Delta Air Lines reported a $500 million loss due to the system crash.

Bastian was criticized for his response to the crisis, particularly for traveling to Paris for the Olympics while the company was still addressing operational disruptions. The Association of Flight Attendants publicly objected to his decision, noting that he flew first class to Paris instead of staying in Atlanta to help manage the situation.

== Controversies ==
Delta Air Lines faced criticism in 2025 after its official social media account expressed sympathy for a post that compared Palestinian flag pins worn by flight attendants to “Hamas badges.” Delta removed the post, provided counseling to the employee involved, and restricted approved uniform pins to only U.S. flags—a decision that was criticized by some groups as discriminatory.

== Personal life ==
Bastian is divorced with four children.
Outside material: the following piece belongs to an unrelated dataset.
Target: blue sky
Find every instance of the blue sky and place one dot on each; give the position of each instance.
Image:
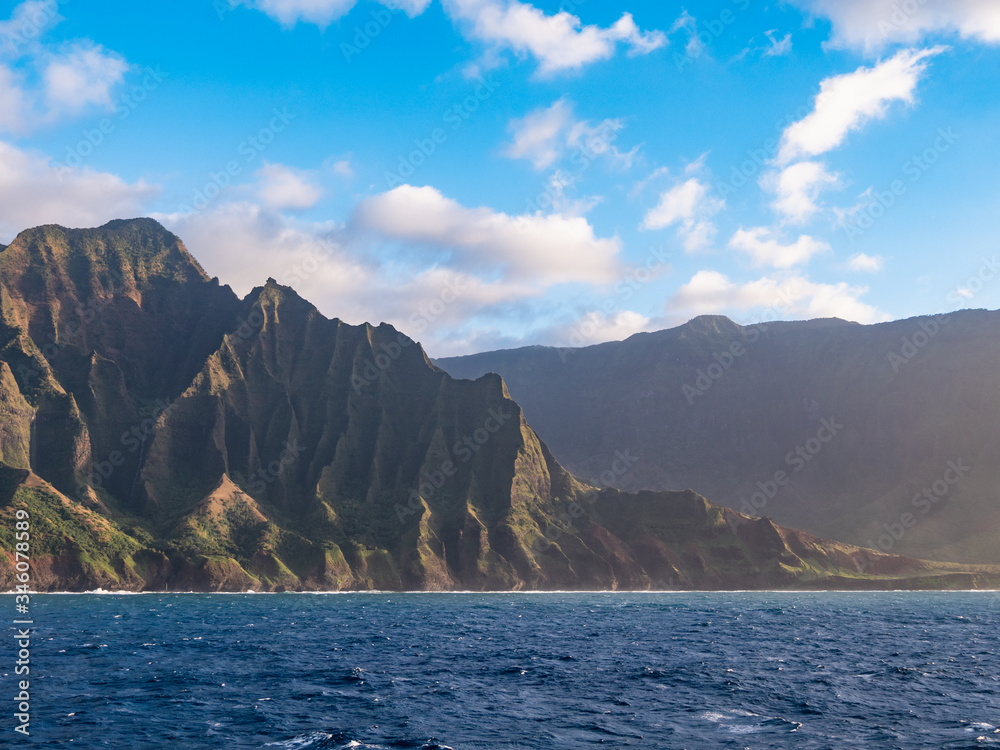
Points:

He splits his time between Atlanta, where Delta Air Lines is headquartered, and Florida. As of 2025, he is engaged to Debra Strand.

== Awards and recognition ==
- In 2025, Bastian was recognized with the Tony Jannus Award for major and lasting contributions to the commercial aviation industry, received the Yale Legend in Leadership Award, and Most Admired CEO Lifetime Achievement Award.
- In 2024, Georgia Trend named Bastian Georgian of the Year.
- In 2023, Chief Executive named Bastian CEO of the Year.
- In 2021, Bastian assumed the role of Chairman for the Metro Atlanta Chamber of Commerce.
- In 2018, Fortune named him to its annual World's 50 Greatest Leaders list.
- On February 17, 2018, Georgia Governor Nathan Deal and the Georgia Historical Society inducted Bastian to the Georgia Trustees, the highest honor an individual can receive from the state.
- In 2017, Bastian was honored by the Atlanta Business Chronicle as one of Atlanta's Most Admired CEOs.